Figure 16.—Dial for 1/10-Second Model Auburndale timer. (In author’s collection.)

The first of these watches were placed on the market in 1877, priced at $10.00 to the trade. Soon complaints came in that they were defective in operation and many were returned. We have seen from the specimens examined that there seems to have been no established model produced in quantity. The dial and the number of jewels varied, as well as the escapement, suggesting that the owners were groping for a salable variant of the design for which they had tooled the factory. Probably the pointed pallet escapement was used first, it being the less expensive of the two. 62 In addition to the saving effected by not requiring banking pins, the escape wheel was much cheaper to cut, as the teeth were very short and strong (see fig. [11]). Since the banking took place between the pallets and the escape wheel, there was no adjustment for the amount of slide; and since the watches were not made to close tolerances, the slide was necessarily excessive and consequently power consuming. The conventional club-tooth escapement was probably substituted as less troublesome, although the banking pins were fixed and could only be adjusted by bending them.

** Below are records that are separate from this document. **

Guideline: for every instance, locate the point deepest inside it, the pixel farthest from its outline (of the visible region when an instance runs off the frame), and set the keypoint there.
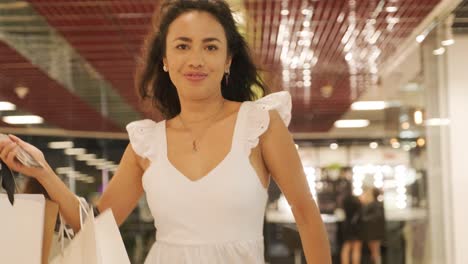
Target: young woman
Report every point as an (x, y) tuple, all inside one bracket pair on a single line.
[(206, 168)]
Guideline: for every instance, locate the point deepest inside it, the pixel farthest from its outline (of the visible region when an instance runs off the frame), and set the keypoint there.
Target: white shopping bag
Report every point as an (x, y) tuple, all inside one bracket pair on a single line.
[(109, 241), (21, 228), (28, 226), (98, 242)]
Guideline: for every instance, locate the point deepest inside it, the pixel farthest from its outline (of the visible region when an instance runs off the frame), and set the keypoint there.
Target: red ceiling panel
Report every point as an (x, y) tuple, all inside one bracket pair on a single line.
[(109, 34), (46, 97)]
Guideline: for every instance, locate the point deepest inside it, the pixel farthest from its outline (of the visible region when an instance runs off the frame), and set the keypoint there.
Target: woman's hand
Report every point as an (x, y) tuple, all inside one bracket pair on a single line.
[(9, 147)]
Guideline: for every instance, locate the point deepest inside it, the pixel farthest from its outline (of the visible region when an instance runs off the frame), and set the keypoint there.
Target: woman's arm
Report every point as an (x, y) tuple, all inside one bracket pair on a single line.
[(283, 162), (121, 195)]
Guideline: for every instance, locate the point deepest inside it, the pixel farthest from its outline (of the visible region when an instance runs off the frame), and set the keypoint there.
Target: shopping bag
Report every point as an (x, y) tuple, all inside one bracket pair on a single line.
[(109, 241), (26, 228), (98, 241)]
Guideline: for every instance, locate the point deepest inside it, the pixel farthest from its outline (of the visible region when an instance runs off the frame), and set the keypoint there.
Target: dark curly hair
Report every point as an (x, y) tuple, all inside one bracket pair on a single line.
[(155, 84)]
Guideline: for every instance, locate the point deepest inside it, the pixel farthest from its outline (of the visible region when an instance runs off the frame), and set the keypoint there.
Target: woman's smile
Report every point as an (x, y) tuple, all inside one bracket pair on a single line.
[(195, 76)]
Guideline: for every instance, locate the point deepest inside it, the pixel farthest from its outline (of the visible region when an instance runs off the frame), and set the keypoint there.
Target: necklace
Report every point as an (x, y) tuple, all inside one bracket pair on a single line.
[(195, 147)]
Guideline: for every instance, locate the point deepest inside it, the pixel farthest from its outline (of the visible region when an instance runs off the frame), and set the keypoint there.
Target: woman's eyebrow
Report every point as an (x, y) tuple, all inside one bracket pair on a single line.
[(186, 39)]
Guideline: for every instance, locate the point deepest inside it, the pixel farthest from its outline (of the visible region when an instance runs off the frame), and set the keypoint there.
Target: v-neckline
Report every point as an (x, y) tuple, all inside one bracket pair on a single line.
[(219, 164)]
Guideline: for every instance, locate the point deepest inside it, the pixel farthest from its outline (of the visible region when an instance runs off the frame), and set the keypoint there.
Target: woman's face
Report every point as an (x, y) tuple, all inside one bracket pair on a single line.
[(196, 55)]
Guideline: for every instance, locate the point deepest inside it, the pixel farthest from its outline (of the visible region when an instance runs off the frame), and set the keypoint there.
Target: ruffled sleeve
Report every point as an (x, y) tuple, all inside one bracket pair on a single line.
[(141, 135), (258, 117)]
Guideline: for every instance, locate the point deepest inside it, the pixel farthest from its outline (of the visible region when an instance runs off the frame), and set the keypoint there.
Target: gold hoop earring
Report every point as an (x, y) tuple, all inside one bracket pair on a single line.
[(226, 76)]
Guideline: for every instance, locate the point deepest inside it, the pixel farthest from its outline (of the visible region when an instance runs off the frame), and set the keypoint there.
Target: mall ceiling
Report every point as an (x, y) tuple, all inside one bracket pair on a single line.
[(73, 62)]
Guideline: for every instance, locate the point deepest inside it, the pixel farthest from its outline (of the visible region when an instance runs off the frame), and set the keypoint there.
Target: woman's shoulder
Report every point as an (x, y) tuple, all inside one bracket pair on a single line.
[(278, 105)]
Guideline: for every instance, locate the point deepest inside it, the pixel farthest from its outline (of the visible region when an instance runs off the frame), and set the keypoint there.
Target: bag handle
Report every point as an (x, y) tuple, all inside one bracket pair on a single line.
[(63, 231)]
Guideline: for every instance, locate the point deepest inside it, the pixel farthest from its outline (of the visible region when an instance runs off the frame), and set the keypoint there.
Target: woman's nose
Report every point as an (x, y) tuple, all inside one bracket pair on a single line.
[(196, 59)]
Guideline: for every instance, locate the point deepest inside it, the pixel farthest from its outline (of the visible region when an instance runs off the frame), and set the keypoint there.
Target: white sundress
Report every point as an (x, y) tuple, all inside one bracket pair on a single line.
[(218, 218)]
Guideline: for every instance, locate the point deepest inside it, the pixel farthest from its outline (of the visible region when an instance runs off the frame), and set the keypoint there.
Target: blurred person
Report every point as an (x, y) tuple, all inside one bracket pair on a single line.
[(205, 169), (352, 227), (373, 220)]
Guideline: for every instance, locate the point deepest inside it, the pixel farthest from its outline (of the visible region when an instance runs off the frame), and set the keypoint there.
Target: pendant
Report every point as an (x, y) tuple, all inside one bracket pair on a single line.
[(194, 146)]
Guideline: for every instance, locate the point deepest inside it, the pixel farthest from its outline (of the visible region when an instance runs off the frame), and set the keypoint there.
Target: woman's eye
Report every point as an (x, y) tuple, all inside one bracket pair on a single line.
[(182, 46), (212, 48)]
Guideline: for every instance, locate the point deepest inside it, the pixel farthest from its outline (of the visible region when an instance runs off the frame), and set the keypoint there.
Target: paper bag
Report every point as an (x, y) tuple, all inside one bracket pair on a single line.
[(26, 228)]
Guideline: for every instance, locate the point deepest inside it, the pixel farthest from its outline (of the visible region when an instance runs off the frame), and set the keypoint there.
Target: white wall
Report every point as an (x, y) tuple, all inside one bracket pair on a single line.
[(457, 76)]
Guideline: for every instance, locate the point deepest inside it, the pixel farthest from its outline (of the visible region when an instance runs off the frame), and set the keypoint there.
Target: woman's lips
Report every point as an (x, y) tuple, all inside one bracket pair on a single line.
[(195, 76)]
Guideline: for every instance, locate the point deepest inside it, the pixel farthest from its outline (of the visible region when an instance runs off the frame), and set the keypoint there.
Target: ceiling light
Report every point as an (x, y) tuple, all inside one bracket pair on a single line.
[(60, 144), (420, 38), (7, 106), (418, 118), (85, 157), (21, 91), (405, 125), (368, 105), (391, 9), (439, 51), (75, 151), (63, 170), (421, 142), (447, 42), (352, 123), (349, 56), (23, 119), (437, 122), (306, 12)]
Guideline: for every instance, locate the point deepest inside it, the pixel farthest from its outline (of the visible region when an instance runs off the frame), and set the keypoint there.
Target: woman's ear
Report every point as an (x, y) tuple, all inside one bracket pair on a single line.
[(228, 62)]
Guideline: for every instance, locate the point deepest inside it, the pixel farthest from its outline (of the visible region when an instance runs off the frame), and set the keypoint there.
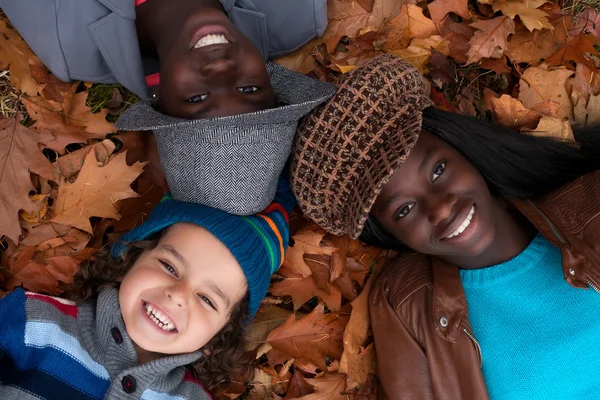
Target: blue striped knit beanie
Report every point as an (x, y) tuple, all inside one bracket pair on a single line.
[(258, 242)]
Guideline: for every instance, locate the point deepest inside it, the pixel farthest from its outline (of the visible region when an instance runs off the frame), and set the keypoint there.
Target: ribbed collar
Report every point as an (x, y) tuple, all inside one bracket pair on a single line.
[(533, 254), (98, 319)]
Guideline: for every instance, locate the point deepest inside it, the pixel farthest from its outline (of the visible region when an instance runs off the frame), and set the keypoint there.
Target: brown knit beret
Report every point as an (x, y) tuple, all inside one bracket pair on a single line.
[(349, 147)]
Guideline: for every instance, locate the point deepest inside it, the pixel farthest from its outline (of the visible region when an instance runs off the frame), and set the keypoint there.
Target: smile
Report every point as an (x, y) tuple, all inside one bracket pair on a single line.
[(160, 319), (461, 228), (210, 39)]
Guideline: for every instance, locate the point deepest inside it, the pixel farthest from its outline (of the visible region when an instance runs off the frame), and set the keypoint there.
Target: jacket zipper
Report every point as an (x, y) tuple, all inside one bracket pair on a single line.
[(553, 227), (476, 343)]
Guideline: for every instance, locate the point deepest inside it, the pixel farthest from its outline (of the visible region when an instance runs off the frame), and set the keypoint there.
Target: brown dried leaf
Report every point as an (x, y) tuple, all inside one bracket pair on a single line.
[(18, 58), (409, 24), (314, 337), (528, 12), (439, 9), (19, 155), (490, 41), (95, 191), (538, 84)]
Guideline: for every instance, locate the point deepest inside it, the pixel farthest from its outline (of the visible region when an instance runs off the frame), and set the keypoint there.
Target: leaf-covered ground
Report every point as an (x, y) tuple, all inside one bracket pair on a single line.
[(69, 183)]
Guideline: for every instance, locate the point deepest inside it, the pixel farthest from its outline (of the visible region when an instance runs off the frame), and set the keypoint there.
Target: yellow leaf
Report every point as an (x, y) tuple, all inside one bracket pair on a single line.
[(345, 68), (95, 191), (527, 11), (409, 24), (419, 51)]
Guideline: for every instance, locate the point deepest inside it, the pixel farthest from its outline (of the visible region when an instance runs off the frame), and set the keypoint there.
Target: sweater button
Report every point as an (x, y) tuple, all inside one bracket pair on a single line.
[(129, 384), (116, 334)]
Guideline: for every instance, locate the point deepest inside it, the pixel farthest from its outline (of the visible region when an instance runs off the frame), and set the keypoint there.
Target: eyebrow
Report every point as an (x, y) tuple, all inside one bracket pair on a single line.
[(175, 254), (428, 154), (219, 293)]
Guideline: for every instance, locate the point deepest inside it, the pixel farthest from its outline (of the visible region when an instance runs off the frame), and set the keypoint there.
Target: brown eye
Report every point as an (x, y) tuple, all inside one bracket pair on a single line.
[(438, 171)]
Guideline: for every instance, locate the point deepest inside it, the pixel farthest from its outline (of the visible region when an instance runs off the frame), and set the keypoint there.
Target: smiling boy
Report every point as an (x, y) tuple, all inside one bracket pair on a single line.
[(209, 53)]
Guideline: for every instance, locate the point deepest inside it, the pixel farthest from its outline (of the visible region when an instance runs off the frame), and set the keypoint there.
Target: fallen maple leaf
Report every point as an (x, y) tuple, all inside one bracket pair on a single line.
[(539, 84), (439, 9), (95, 192), (327, 387), (18, 58), (587, 21), (528, 12), (575, 50), (409, 24), (510, 112), (532, 47), (554, 127), (69, 122), (419, 51), (19, 155), (314, 337), (490, 41), (306, 241)]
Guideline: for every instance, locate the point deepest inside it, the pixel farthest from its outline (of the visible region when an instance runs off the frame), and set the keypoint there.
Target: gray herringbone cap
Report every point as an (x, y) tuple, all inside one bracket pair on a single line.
[(231, 163)]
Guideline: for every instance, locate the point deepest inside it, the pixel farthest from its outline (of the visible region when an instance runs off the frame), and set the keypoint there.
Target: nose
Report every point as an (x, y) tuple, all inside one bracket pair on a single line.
[(440, 206), (177, 295), (218, 66)]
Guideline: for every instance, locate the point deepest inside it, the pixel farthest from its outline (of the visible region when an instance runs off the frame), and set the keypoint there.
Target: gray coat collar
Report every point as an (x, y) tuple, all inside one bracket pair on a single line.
[(120, 360)]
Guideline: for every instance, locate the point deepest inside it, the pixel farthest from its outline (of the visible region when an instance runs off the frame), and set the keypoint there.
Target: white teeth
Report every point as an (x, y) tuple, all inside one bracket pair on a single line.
[(159, 318), (210, 39), (464, 225)]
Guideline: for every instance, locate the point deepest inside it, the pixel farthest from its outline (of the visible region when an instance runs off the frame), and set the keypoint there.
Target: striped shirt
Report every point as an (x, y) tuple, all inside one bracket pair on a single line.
[(51, 348)]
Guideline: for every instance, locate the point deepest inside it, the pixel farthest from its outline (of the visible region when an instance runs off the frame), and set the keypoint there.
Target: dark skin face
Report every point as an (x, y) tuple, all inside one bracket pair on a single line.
[(433, 195), (212, 81)]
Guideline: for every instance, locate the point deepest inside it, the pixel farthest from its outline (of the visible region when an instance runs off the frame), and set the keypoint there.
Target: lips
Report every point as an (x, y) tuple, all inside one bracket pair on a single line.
[(211, 35), (159, 318), (460, 224)]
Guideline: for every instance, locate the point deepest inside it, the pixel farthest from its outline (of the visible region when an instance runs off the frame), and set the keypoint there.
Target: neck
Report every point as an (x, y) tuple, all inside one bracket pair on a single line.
[(159, 21), (513, 234)]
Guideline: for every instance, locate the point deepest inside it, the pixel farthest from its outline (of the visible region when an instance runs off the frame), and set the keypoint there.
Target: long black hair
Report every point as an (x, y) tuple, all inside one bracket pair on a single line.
[(513, 164)]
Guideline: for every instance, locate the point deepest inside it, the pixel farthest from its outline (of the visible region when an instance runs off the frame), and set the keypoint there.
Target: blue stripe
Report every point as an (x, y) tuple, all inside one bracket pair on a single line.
[(149, 394), (49, 335)]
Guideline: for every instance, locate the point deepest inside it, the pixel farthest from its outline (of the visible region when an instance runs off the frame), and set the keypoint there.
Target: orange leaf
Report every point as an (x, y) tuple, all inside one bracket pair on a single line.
[(314, 337), (409, 24), (19, 155), (18, 58), (490, 41), (95, 191)]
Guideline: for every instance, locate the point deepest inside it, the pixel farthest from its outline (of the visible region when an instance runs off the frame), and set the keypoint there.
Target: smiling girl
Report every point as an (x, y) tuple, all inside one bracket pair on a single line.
[(494, 291), (159, 316)]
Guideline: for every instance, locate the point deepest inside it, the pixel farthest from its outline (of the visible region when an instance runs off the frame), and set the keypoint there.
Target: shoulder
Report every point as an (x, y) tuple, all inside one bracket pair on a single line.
[(189, 388), (289, 24), (403, 277)]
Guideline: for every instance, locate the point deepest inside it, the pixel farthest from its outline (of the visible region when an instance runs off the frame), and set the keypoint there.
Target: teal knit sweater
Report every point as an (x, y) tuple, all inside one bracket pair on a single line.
[(540, 337)]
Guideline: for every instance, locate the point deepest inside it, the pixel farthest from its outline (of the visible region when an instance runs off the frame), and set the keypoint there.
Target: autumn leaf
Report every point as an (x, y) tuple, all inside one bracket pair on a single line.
[(510, 112), (532, 47), (553, 127), (575, 50), (490, 41), (95, 191), (68, 122), (419, 51), (18, 58), (539, 84), (409, 24), (19, 155), (328, 387), (314, 337), (439, 9), (306, 241), (528, 12)]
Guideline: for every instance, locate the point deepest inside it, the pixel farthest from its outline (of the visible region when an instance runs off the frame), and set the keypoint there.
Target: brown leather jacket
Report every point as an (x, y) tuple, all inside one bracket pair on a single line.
[(423, 338)]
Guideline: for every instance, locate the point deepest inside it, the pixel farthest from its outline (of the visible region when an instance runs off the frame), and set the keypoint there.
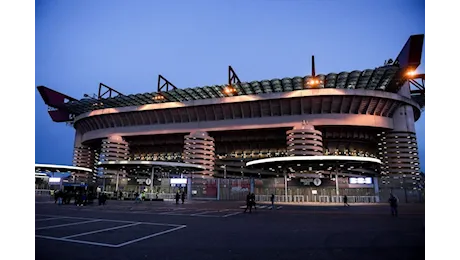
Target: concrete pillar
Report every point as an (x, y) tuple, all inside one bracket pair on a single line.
[(376, 189), (251, 184), (189, 188), (218, 188)]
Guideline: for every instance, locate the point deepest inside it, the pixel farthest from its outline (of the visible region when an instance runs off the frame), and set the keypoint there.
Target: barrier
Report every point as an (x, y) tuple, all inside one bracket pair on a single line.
[(40, 192)]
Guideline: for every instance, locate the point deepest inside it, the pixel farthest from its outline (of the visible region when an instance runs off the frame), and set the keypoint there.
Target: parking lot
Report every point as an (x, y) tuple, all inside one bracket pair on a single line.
[(219, 230)]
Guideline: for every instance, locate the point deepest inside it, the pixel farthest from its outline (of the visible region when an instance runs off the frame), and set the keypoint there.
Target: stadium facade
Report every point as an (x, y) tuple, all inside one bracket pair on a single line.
[(368, 113)]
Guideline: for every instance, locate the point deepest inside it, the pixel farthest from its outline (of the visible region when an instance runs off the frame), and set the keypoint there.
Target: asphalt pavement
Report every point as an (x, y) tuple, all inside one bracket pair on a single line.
[(220, 230)]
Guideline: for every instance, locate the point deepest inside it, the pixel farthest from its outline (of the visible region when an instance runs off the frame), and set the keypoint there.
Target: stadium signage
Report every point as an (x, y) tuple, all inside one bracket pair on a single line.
[(310, 181)]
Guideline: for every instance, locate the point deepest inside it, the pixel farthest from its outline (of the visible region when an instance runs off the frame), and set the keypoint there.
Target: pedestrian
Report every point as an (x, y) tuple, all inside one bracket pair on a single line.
[(272, 199), (393, 205), (248, 203), (253, 200), (177, 197), (345, 200)]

The pallets remained solid steel, without adjustable stone inserts.

At this stage of affairs approximately $140,000 had been invested in the venture, the market was already glutted with conventional watches which enjoyed the confidence of retailers, and the Auburndale Rotary had won a bad reputation. The success of any watch depends largely on the confidence the retail dealers have in it. They are looking for a product easy to sell at an attractive profit as well as one that will stay sold and create a satisfied customer. Fowle was of course very much disappointed; before going into the venture he had been advised that he could expect to produce 200 watches per day on an expenditure of $16,000.[33] The watches reached the market at a time, the fall of 1877, almost coincidental with application by D. Azro A. Buck for patents on what was to become the Waterbury rotary. These patents represented a new and economically sound expression of the basic ideas of Hopkins. The Waterbury associates immediately commenced work aimed at getting their watch on the market by June 1878.[34] News of this certainly reached Auburndale where they were not only well aware of the cost of producing their rotary but were also aware of the strict cost and performance studies which Locke and Merritt would apply to any watch before they would invest in it. Knowledge of this very able and well organized rival, coupled with the troubles experienced in manufacturing and selling the Auburndale Rotary, seem to account for the decision to abandon it. It was unfortunate that the timing of events happened just as it did for a little more work on the Auburndale and the tools for making it would probably have placed it on a firm footing in the trade, although obviously it could never compete with what eventually became the low-priced watch, really a scaled-down alarm clock minus the alarm mechanism.

It is said that about one thousand of the “Rotaries” were made. The highest serial number to come to the author’s attention, 507, may indicate that only a part of the watches started were finished.

Accounts agree[35] that the next product of the factory was a “Timer” containing a novel escapement patented on May 28, 1878,[36] by William A. Wales. Early specimens are marked “Pat. Applied For,” but one with the serial number 996[37] bears no reference at all to a patent, presumably because issuance of the patent or patents was imminent. Apparently the timer was in full production before the patent was issued on May 28. Specimens with higher serial numbers are stamped with three patent dates, May 28, 1878,[38] June 24, 1879, and September 30, 1879, as seen in figure [13], which also shows the arrangement of the train. In this escapement the escape wheel (fig. [14]) carries in the rim any suitable number of steel pins all on the same radius from, and parallel to, the axis of wheel rotation. In all cases the wheel makes one revolution per second. The verge (figs. [14] and [15]) is so proportioned that the distance between the points of repose on the entrance and exit pallets will stop the wheel at intervals equal to half the angular distance between the pins.

In other words, with two pins in the escape wheel the escapement will beat quarters of a second, because starting from a point of repose the wheel will be arrested on the other point of repose after turning through 90°. With four pins in the escape wheel and a suitably proportioned verge the escape wheel advances in steps of 45° and beats eighths of a second. The growing trend in this period to standardize the 63 timing of sporting events in intervals of fifths of a second is reflected in still another model having five pins in the escape wheel and beating tenths of a second. By the nature of the verge in this escapement, it will be seen that the number of beats must be twice the number of pins in the escape wheel, leaving no way to secure an odd number of beats per second, hence the 1/10-second model. This must have been a less desirable form because of the much smaller verge required, plus the problem of accelerating so much mass from a dead stop 600 times per minute.